Burundi Signs Controversial Mining Deals With U.S. Firms, Fueling Africa’s Resource Exploitation

Burundi’s latest agreements with U.S.-based mining companies KoBold Metals and Lifezone Metals highlight a familiar pattern in Africa: the extraction of the continent’s resources under the guise of development and investment, while local populations see little benefit.

Signed in Washington, D.C. by Burundi’s Minister of Mineral Resources, Hassan Kibeya, alongside Lifezone CEO Chris Showalter, the deals are being promoted as a step toward attracting foreign investment. But beneath the diplomatic language lies a deeper reality: Africa’s minerals—critical for the global energy transition—are being positioned primarily to serve external industries rather than local development.

The first agreement links the Burundian government with KoBold Metals, a California-based company that specialises in using artificial intelligence to locate deposits of critical minerals. The partnership focuses on digitising Burundi’s geoscientific archives, including data held internationally—particularly at the Royal Museum for Central Africa. Notably, these same archives have been a source of controversy, as KoBold previously sought access to Congolese geological records but was blocked because the museum already has an agreement with the Democratic Republic of the Congo government.

Under the Burundi agreement, the first batch of digitised geological data is expected to be published before July 1, 2026, allowing foreign investors easier access to information about the country’s mineral wealth. KoBold, represented at the ceremony by legal director Sandy Alexander, will deploy advanced computing tools to analyse the data for commercially viable deposits of lithium, cobalt, copper, and other strategic minerals. While framed as a transparency initiative, the move primarily serves to de-risk exploration for foreign corporations, mapping Africa’s resources for external benefit while local communities remain excluded from high-value gains.

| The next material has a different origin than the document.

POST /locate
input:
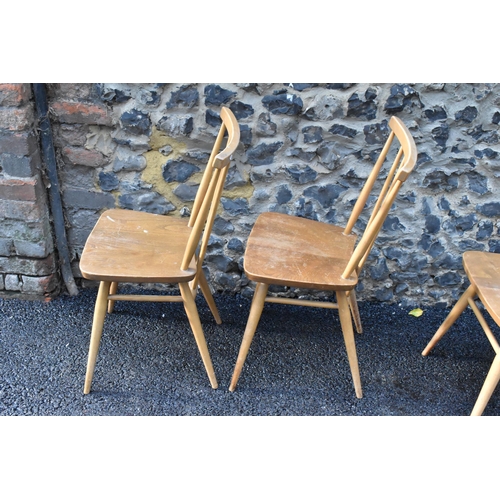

The second deal gives Lifezone Metals a 14-month exclusivity period to develop the Musongati Nickel Project, located within the East African nickel belt. The site is estimated to contain over 140 million tonnes of mineral resources, including nickel, copper, cobalt, gold, platinum-group metals, and scandium. Lifezone, a New York Stock Exchange-listed company, is positioned to take early control of the project, further consolidating foreign access to Burundi’s strategic minerals.

These agreements expose a broader structural problem: Africa provides the raw materials that power global industries, yet continues to sit at the lowest rung of the value chain. Burundi’s land, labour, and resources are being exploited to generate profits for foreign investors, while the country and its citizens gain little in terms of technology, industrial capacity, or long-term economic development. Without strong local ownership and strategic regulation, such deals risk repeating a familiar cycle—where Africa supplies the wealth but never reaps the rewards.

As global demand for critical minerals continues to accelerate, the scramble for Africa’s resources is intensifying. Burundi’s new mining agreements are a stark reminder that the continent remains trapped in a system designed for external gain, raising urgent questions about who truly benefits from Africa’s mineral riches.